Every day, entrepreneurs are faced with new and shifting circumstances, and need to develop strategies to handle challenges and adapt. For some entrepreneurs, this is one of the joys of being a small business owner. But unfortunately, others find it too overwhelming. This is one of the factors associated with the high rate of business closure, along with lack of key business skills.

The good news is, you can practice small business resilience!

Practice getting out of your comfort zone

The more challenges we overcome as entrepreneurs, the more incremental successes we have, and the more confident we become in doing it again next time. Stretching ourselves outside of our comfort zone is a conscious activity, but if you’re not accustomed to it, it needs to happen one step at a time. Here’s how to start.

Think about the last time you resisted or delayed doing a business activity that made you feel nervous or uncomfortable. What about it exactly made you feel that way?

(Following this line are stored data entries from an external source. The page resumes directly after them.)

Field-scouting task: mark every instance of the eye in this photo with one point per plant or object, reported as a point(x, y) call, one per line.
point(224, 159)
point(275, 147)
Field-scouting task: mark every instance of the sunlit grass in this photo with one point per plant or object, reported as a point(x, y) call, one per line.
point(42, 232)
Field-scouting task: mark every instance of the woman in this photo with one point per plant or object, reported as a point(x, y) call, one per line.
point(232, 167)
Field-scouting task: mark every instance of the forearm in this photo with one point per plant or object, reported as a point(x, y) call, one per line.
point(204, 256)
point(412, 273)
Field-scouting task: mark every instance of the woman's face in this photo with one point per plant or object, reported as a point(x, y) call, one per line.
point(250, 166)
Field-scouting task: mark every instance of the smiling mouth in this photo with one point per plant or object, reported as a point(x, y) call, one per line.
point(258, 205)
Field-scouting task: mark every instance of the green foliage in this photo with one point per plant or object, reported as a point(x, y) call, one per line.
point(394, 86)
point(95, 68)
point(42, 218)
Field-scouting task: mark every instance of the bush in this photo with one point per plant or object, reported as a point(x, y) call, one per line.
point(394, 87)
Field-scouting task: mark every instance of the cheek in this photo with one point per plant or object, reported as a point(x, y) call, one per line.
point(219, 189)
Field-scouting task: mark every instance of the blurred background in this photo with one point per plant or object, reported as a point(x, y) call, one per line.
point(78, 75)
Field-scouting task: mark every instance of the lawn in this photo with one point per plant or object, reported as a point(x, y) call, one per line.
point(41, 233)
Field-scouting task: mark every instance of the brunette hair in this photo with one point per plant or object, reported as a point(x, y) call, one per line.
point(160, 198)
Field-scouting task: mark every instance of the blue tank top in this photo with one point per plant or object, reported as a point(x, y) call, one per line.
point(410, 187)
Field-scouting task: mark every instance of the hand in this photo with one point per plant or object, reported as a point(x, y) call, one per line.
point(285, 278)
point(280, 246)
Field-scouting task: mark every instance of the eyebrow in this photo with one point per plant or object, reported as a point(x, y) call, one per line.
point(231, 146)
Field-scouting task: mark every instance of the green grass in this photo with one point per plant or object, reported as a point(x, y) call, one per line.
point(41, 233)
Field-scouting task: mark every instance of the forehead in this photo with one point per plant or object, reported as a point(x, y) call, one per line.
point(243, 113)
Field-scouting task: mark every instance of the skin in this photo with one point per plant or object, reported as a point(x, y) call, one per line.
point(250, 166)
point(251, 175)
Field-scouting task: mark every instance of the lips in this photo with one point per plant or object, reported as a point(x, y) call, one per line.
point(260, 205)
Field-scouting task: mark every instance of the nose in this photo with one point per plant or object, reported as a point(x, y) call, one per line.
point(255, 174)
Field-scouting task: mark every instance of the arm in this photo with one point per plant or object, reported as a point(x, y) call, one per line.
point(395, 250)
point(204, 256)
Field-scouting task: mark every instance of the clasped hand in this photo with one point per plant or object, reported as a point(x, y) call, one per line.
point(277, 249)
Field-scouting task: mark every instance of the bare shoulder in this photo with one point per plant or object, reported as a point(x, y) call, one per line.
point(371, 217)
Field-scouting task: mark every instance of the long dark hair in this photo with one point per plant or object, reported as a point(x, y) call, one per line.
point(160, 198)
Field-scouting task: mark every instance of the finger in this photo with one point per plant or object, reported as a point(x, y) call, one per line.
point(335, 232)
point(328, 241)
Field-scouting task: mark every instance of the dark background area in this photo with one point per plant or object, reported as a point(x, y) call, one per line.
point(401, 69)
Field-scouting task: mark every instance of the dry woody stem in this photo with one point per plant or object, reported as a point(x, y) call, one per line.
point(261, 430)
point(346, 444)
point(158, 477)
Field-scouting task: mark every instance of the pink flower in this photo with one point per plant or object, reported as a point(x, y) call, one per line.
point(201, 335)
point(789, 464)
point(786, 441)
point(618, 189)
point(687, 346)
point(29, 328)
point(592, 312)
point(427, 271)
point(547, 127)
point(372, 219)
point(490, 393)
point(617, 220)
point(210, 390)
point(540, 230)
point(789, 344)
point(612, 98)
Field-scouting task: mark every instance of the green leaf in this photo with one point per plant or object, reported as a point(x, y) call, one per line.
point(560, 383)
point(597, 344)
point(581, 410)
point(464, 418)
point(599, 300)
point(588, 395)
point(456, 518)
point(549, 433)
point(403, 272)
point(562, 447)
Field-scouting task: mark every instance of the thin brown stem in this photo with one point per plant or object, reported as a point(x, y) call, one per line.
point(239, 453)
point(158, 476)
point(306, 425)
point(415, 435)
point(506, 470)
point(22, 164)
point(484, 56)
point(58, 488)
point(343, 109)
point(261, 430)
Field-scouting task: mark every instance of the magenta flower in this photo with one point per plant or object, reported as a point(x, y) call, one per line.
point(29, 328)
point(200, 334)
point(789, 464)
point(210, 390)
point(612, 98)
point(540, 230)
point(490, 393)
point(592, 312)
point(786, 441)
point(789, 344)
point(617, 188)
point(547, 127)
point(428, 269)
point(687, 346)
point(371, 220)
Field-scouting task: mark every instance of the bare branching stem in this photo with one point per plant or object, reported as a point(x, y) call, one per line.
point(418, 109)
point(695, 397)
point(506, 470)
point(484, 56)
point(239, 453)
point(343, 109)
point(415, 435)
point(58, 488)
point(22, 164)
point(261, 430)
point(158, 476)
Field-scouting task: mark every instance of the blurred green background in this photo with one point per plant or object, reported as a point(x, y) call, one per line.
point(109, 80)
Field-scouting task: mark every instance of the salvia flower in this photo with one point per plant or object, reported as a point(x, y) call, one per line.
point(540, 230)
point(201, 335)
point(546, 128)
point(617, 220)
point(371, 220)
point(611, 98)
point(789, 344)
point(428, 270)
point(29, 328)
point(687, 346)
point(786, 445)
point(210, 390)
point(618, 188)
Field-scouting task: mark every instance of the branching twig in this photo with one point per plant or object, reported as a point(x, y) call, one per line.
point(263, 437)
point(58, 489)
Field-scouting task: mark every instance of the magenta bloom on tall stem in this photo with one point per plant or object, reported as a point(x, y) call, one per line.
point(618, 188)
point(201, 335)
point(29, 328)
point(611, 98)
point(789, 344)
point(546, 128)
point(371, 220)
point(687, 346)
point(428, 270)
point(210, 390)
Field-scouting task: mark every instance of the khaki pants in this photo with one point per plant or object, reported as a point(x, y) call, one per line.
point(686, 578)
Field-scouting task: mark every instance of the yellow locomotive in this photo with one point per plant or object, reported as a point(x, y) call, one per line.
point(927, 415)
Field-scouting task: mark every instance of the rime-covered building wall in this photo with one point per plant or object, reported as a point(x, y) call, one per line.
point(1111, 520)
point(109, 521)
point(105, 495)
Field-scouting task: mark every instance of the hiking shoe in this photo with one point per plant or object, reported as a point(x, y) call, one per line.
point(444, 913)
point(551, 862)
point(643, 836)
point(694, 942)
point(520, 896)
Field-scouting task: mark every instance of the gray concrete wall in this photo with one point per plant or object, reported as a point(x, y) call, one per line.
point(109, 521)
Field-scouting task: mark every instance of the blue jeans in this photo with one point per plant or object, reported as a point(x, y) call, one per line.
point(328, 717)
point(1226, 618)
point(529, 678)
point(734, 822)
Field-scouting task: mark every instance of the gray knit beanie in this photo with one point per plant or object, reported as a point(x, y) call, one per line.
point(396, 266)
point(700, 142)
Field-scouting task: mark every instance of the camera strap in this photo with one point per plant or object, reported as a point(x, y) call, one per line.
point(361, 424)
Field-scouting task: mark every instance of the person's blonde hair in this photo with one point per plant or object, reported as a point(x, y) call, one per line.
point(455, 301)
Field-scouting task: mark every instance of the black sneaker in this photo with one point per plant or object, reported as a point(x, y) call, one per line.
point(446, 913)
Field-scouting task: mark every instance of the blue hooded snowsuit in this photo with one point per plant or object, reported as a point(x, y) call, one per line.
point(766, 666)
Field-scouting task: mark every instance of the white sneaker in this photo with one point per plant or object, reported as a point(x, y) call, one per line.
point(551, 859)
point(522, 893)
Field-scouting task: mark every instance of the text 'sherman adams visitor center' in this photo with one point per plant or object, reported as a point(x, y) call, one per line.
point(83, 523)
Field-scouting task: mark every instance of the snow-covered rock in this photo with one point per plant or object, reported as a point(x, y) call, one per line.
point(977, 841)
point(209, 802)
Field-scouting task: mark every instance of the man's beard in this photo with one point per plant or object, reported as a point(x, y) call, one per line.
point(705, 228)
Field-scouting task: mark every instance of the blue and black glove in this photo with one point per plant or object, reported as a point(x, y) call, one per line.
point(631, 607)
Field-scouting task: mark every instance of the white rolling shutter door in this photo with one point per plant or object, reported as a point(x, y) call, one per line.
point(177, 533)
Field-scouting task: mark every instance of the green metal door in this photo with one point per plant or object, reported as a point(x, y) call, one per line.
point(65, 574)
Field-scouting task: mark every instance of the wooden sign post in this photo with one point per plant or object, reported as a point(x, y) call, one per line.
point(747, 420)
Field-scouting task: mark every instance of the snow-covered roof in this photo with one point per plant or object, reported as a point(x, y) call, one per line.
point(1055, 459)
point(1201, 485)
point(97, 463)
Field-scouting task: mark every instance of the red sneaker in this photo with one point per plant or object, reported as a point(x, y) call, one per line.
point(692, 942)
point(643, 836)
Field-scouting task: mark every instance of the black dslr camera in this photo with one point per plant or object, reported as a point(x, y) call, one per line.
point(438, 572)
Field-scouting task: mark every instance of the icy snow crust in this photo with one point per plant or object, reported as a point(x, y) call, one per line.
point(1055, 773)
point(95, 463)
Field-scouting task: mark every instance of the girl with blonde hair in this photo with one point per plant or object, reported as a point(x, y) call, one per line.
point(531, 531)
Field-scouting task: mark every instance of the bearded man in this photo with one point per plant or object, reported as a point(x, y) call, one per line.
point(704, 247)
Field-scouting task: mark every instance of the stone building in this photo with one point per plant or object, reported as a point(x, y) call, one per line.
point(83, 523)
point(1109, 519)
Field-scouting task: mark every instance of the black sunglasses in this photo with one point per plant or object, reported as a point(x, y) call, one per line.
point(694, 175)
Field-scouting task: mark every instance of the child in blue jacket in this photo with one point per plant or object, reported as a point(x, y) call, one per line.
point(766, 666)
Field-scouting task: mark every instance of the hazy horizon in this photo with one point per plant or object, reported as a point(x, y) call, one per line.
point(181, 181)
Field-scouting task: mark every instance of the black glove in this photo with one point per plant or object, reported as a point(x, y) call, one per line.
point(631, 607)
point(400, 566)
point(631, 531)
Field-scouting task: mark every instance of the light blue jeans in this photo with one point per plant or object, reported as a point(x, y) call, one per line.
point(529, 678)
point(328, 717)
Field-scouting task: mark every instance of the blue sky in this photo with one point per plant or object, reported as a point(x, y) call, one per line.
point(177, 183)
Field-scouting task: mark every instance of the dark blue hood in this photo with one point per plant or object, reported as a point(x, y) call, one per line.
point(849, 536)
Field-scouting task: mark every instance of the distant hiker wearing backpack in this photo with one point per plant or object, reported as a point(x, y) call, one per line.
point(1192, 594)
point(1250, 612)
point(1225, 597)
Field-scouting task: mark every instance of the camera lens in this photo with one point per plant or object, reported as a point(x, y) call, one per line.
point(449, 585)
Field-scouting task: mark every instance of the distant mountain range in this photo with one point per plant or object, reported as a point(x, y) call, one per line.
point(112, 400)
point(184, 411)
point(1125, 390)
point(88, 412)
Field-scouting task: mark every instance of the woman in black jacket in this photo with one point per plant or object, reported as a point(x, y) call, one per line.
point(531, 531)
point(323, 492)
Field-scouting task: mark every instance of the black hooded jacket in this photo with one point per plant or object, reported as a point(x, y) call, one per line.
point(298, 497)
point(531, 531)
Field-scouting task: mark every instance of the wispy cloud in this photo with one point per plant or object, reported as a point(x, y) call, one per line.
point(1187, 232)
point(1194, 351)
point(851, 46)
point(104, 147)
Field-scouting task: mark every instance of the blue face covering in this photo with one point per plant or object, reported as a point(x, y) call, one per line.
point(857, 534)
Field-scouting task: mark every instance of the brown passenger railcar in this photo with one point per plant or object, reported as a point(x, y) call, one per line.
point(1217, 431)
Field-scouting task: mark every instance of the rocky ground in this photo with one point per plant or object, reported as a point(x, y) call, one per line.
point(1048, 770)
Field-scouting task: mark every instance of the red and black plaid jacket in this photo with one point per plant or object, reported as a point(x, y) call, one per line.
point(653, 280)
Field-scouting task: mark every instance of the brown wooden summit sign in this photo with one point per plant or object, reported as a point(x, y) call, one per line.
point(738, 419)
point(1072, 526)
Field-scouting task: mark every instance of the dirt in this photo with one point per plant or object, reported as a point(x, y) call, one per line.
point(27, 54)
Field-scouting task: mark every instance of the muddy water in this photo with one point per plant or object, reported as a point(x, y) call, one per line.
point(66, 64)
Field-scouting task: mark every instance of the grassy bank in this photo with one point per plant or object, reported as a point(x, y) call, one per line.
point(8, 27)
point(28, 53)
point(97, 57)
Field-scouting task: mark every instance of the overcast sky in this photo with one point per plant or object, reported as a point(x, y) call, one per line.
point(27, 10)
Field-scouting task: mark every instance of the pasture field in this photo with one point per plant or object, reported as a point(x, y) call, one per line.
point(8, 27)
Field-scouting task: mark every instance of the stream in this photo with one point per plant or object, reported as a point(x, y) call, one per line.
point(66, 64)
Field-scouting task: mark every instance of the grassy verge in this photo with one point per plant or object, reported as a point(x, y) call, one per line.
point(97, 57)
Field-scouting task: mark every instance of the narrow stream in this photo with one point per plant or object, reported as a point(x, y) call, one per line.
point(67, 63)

Then, picture yourself actually doing that uncomfortable activity. Take your time and create a vivid picture of yourself confidently and comfortably doing the activity, as if you’ve done it many times before. This will not only help you problem-solve ways to succeed, but you’ll give yourself a well-needed confidence boost as well.

Taking small steps to get out of your comfort zone as an entrepreneur means that you’ll learn something, and have a deeper appreciation of your true abilities – and that means a more rewarding and enriching entrepreneurial experience.